En août 2022 déjà, RTL Infos avait consacré un reportage aux habitants de ces résidences neuves confrontés à de multiples malfaçons et défauts. Il était alors question d’humidité dans les caves et de fenêtres non-étanches. Puis, début septembre 2023, c’étaient cette fois des bordures qui étaient tombées d’un balcon dans un jardin en contrebas. Depuis des clôtures entourent les bâtiments et il a été recommandé aux résidents de ne pas aller sur leur balcon ou leur terrasse. A présent, le promoteur SNHBM et la société CLE, qui a réalisé les travaux, s’affrontent pour savoir qui est responsable. Quant aux propriétaires des appartements, ils sont frustrés.

Déjà lorsqu’ils ont reçu les clés des appartements, il y avait des problèmes, par exemple des vitres rayées. Ils ont subi des pressions pour signer la remise des clés. Dès le départ aussi, un problème d’humidité dans les caves a été signalé, mais on n’a pas cru les résidents.

“On m’a dit, c’est normal, c’est une cave, c’est normal que c’est humide. Et quatre mois plus tard, j’avais plein de moisissures, de champignons, sur mes affaires, donc ça prouvait bien que j’avais raison”, indique Cindy, présidente du Conseil syndical.

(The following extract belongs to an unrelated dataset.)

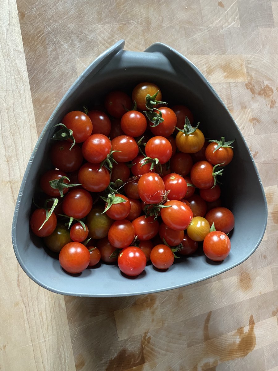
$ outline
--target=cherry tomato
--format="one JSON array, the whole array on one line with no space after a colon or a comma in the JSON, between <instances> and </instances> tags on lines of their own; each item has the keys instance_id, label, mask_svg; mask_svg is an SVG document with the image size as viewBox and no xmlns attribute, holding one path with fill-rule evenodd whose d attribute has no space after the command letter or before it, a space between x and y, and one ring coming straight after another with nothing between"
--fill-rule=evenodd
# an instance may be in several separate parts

Entretemps, la SNHBM a pris des mesures pour résoudre le problème. Mais les propriétaires se plaignent toujours des fenêtres non-étanches et des systèmes d’aération qui ne fonctionnent pas correctement. De plus, les filtres sont changés quatre fois par an, et non deux fois par an seulement comme recommandé. Des tests ont également montré qu’il y avait une concentration trop élevée de bactéries dans au moins un appartement.

Le plus gros problème est cependant que le risque de chute d’éléments des balcons subsiste. Environ deux tiers des cents balcons sont concernés. Et là, les résidents pointent la responsabilité de la SNHBM, comme Roberto, membre Conseil syndical:

“Nous, on se demande, comment c’est possible, que le promoteur, qui est la SNHBM, n’a pas contrôlé pendant la construction? Pourquoi il y a pas eu plus de contrôles? Parce que souvent ils nous disent, qu’ils sont obligés de travailler avec la société la moins chère, ce qui est le système, on le comprend. Mais si vous savez déjà ça, pourquoi il y a pas plus de contrôles?”

La SNHBM souligne en premier lieu que les travaux ont été réalisés par des entreprises privées et non par ses propres salariés. Elle a un millier de chantiers dans tout le pays et elle ne peut pas être partout. Mais n’aurait-elle pas dû le remarquer ensuite?

“Non! Je pense que ces bordures de balcon, ce n’était absolument pas visible de l’extérieur. Tout avait l’air conforme. Tout n’était pas achevé au niveau de la façade, il restait des choses à faire. Mais ce qui s’est passé n’était pas prévisible. Bien sûr, si nous avions su qu’il y avait un risque, nous n’aurions certainement pas remis les clés. Mais il est simplement impossible de suivre tout ce qui se passe pendant la construction”, selon le directeur de la SNHBM, Guy Entringer.

Il y a un gros problème en général pour trouver des artisans compétents. En plus, le recours à des sous-traitants est de plus en plus fréquent, ce qui augmente l’opacité. Une expertise judiciaire est en cours. Si cela ne débouche pas sur un accord, l’affaire se retrouvera devant les tribunaux, ce qui risque de faire traîner les choses en longueur.

La SNHBM n’est pas seulement le promoteur du projet, elle est aussi propriétaire de l’une des trois résidences. C’est pourquoi elle représente dans les 40% du syndicat de copropriété. Guy Entringer affirme toutefois que la SNHBM n’a jamais influencé une décision en son sens.

La SNHBM souligne encore que le promoteur public ne peut avoir aucun intérêt à la situation actuelle. Par ailleurs, l’entreprise de construction CLE, en charge notamment du gros oeuvre et de la façade des bâtiments, n’a pas répondu à la demande d’interview de RTL.